Triad3A-Mediated K48-Linked ubiquitination and degradation of TLR9 impairs mitochondrial bioenergetics and exacerbates diabetic cardiomyopathy

Targeted protein degradation represents a promising therapeutic approach, while diabetic cardiomyopathy (DCM) arises as a consequence of aberrant insulin secretion and impaired glucose and lipid metabolism in the heart.. Considering that the Toll-like receptor 9 (TLR9) signaling pathway plays a pivotal role in regulating energy metabolism, safeguarding cardiomyocytes, and influencing glucose uptake, the primary objective of this study was to investigate the impact of TLR9 on diabetic cardiomyopathy (DCM) and elucidate its underlying mechanism. Mouse model of DCM was established using intraperitoneal injection of STZ, and mice were transfected with adeno-associated virus serotype 9-TLR9 (AAV9-TLR9) to assess the role of TLR9 in DCM. To explore the mechanism of TLR9 in regulating DCM disease progression, we conducted interactome analysis and employed multiple molecular approaches. Our study revealed a significant correlation between TLR9 expression and mouse DCM. TLR9 overexpression markedly mitigated cardiac dysfunction, myocardial fibrosis, oxidative stress, and apoptosis in DCM, while inflammation levels remained relatively unaffected. Mechanistically, TLR9 overexpression positively modulated mitochondrial bioenergetics and activated the AMPK-PGC1a signaling pathway.

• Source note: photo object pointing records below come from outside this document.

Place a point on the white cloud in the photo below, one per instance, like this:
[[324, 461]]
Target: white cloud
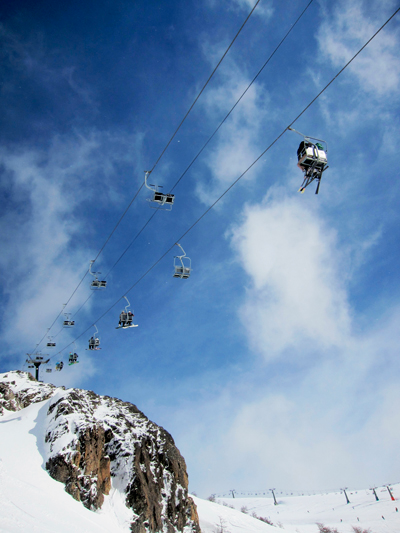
[[42, 257], [296, 293], [237, 143], [345, 30]]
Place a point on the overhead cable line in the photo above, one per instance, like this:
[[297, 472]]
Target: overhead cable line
[[155, 164], [210, 138], [205, 85], [235, 182], [244, 92]]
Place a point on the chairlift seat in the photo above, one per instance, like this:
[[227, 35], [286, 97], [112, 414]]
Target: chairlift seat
[[162, 198], [309, 155], [181, 272], [97, 284]]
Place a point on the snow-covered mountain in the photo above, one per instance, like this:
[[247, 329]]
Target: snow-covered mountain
[[96, 446], [118, 472]]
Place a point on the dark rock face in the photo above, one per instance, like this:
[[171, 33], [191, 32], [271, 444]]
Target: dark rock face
[[96, 442]]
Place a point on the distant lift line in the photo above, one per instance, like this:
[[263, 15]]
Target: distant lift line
[[243, 173], [160, 156]]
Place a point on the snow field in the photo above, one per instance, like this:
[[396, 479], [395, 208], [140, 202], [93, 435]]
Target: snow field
[[30, 500]]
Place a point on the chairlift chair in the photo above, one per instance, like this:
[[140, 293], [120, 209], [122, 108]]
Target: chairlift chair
[[182, 265], [68, 323], [164, 200], [50, 344], [72, 359], [96, 284], [94, 341], [126, 318], [312, 159]]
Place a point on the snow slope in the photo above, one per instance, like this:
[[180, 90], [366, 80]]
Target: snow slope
[[30, 500], [301, 513]]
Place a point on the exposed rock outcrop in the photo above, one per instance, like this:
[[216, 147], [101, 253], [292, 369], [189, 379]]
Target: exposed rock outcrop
[[96, 442]]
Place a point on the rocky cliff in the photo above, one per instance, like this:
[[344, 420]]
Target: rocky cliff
[[92, 443]]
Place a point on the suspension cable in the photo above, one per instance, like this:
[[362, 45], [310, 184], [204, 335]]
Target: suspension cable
[[234, 183], [244, 92], [155, 164], [205, 85]]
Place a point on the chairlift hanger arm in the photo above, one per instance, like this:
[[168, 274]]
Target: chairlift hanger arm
[[184, 253], [308, 137]]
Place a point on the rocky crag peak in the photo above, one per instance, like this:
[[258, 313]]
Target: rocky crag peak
[[93, 443]]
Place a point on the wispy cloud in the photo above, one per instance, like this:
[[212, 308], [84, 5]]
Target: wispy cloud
[[237, 143], [48, 190], [296, 292], [348, 27]]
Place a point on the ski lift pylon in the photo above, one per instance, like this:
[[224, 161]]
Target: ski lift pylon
[[182, 265], [311, 159], [164, 200], [126, 318]]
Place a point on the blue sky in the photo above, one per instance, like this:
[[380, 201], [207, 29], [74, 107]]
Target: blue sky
[[277, 362]]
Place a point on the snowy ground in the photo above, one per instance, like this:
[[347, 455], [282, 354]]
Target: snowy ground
[[31, 501], [301, 513]]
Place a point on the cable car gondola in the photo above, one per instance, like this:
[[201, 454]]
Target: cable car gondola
[[164, 201], [182, 265], [126, 318], [311, 159], [96, 283]]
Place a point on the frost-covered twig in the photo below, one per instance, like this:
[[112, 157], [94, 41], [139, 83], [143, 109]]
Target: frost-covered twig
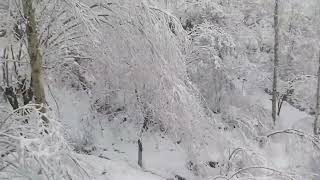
[[315, 140], [254, 167]]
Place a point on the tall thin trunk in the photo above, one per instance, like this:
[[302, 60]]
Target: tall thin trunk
[[35, 54], [316, 120], [275, 61]]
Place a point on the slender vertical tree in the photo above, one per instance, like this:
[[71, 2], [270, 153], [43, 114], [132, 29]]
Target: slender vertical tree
[[275, 61], [316, 120], [34, 54]]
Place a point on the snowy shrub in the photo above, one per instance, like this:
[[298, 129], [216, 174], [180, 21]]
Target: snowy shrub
[[210, 44], [33, 149]]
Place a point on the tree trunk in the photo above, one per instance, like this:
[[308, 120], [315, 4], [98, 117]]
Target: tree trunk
[[275, 61], [140, 153], [34, 54], [316, 120]]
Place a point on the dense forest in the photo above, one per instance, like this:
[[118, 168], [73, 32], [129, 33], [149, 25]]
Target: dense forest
[[159, 89]]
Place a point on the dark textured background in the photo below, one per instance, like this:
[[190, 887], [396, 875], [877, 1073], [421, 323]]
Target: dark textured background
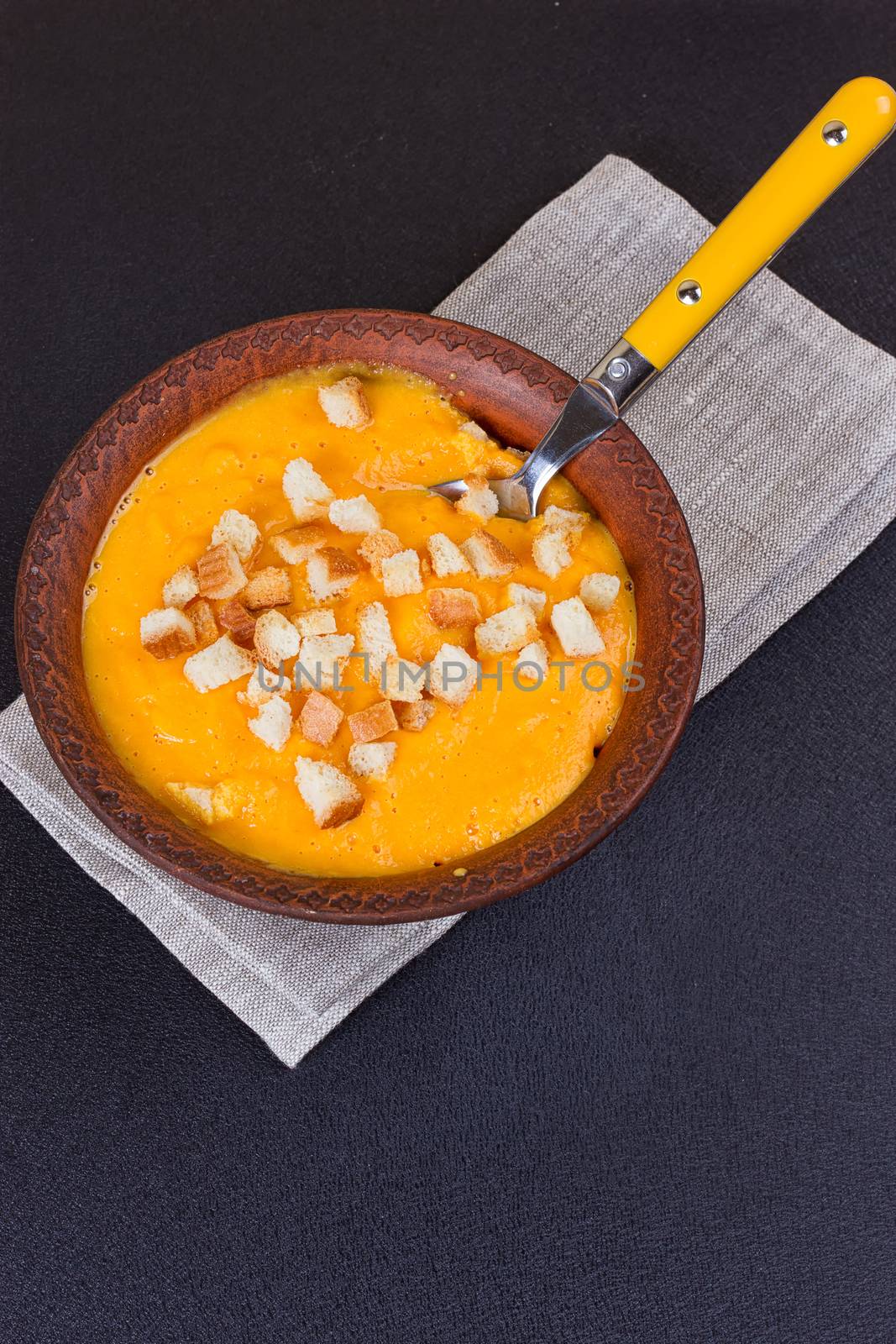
[[653, 1101]]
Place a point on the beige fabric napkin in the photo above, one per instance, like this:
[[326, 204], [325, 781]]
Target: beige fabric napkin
[[778, 432]]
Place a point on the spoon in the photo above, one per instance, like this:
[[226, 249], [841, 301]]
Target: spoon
[[846, 132]]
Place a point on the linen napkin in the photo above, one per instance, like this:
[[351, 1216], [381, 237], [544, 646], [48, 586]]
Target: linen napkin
[[777, 430]]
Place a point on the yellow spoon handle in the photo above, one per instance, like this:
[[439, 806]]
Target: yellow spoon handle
[[848, 128]]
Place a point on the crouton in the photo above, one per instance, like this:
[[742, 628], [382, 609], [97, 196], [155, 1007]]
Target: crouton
[[412, 718], [355, 515], [402, 575], [239, 531], [479, 501], [551, 551], [329, 795], [197, 801], [206, 804], [345, 403], [322, 658], [452, 675], [452, 608], [600, 591], [506, 632], [296, 544], [204, 624], [575, 629], [320, 719], [566, 521], [446, 557], [259, 689], [237, 620], [374, 722], [315, 622], [331, 573], [375, 635], [532, 664], [268, 588], [181, 588], [167, 632], [222, 662], [308, 495], [372, 759], [221, 575], [521, 596], [490, 558], [376, 548], [273, 723], [275, 640], [402, 680]]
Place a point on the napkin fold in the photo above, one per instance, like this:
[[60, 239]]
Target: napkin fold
[[778, 433]]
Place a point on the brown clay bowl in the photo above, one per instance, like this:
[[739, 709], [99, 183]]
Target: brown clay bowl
[[517, 396]]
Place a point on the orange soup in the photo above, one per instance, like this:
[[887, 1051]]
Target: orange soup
[[449, 773]]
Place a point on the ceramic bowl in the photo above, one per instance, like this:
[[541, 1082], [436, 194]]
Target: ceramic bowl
[[516, 396]]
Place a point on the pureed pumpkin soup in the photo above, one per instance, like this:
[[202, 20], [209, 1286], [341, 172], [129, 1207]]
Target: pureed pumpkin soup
[[318, 664]]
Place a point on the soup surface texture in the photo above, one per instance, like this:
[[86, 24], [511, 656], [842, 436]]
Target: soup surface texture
[[476, 773]]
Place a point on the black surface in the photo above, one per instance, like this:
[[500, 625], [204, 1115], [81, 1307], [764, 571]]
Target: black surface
[[654, 1106]]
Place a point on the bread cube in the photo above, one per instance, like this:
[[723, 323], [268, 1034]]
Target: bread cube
[[329, 795], [551, 551], [374, 722], [402, 575], [308, 495], [275, 638], [566, 521], [412, 718], [355, 515], [577, 632], [199, 803], [221, 575], [237, 622], [600, 591], [296, 544], [345, 403], [453, 608], [322, 658], [268, 588], [331, 573], [273, 723], [446, 557], [320, 719], [315, 622], [506, 632], [217, 664], [372, 759], [376, 548], [479, 501], [167, 632], [204, 624], [239, 530], [181, 588], [490, 558], [452, 675]]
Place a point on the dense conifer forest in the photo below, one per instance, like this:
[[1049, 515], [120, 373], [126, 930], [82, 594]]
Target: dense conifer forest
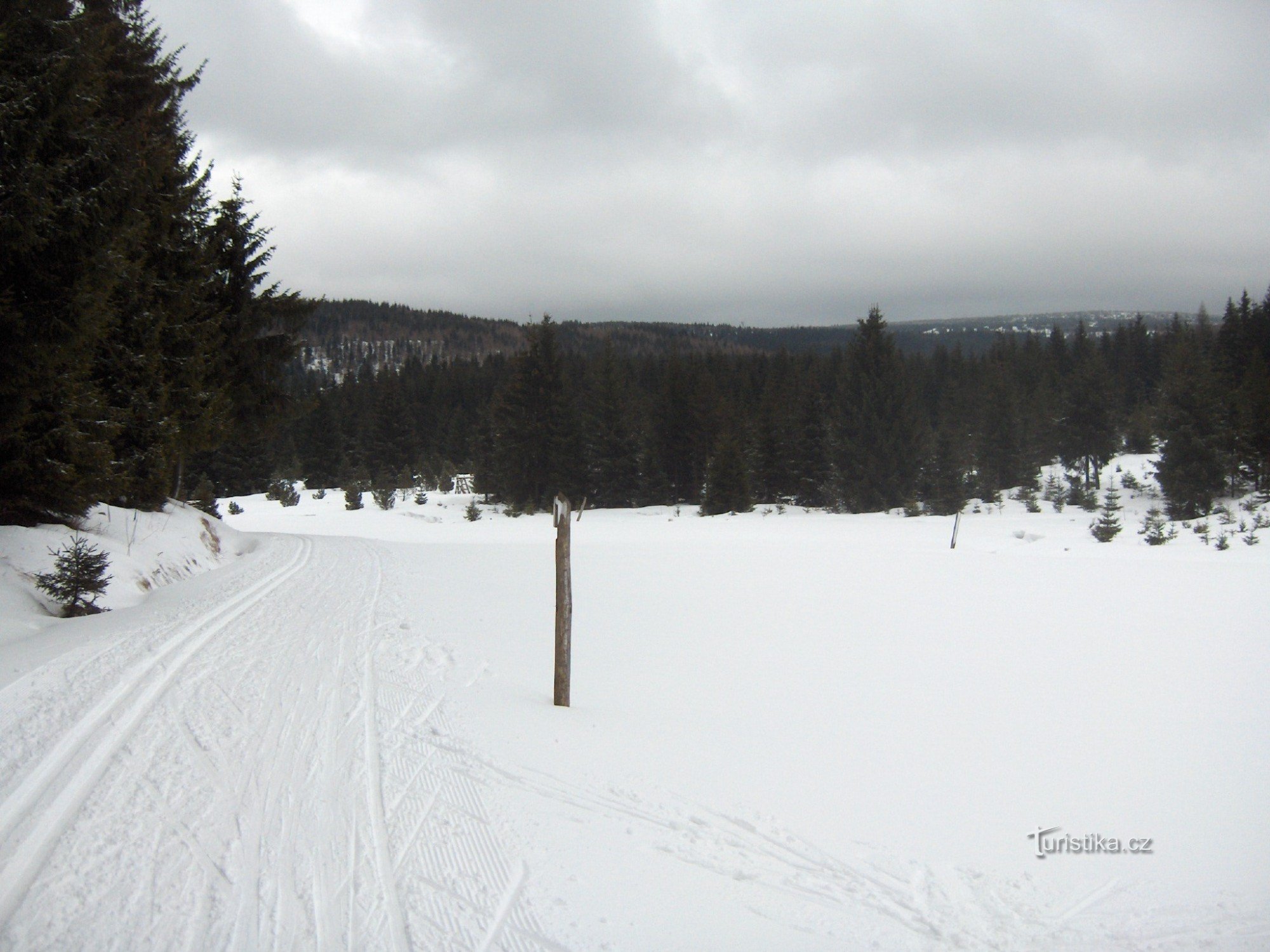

Furthermore, we identified Triad3A as an interacting protein that facilitated TLR9's proteasomal degradation through K48-linked ubiquitination. Inhibiting Triad3A expression improved cardiac function and pathological changes in DCM by enhancing TLR9 activity. The findings of this study highlight the critical role of TLR9 in maintaining cardiac function and mitigating pathological alterations in diabetic cardiomyopathy. Triad3A-mediated regulation of TLR9 expression and function has significant implications for understanding the pathogenesis of DCM. Targeting TLR9 and its interactions with Triad3A may hold promise for the development of novel therapeutic strategies for diabetic cardiomyopathy. Further research is warranted to fully explore the therapeutic potential of TLR9 modulation in the context of cardiovascular diseases.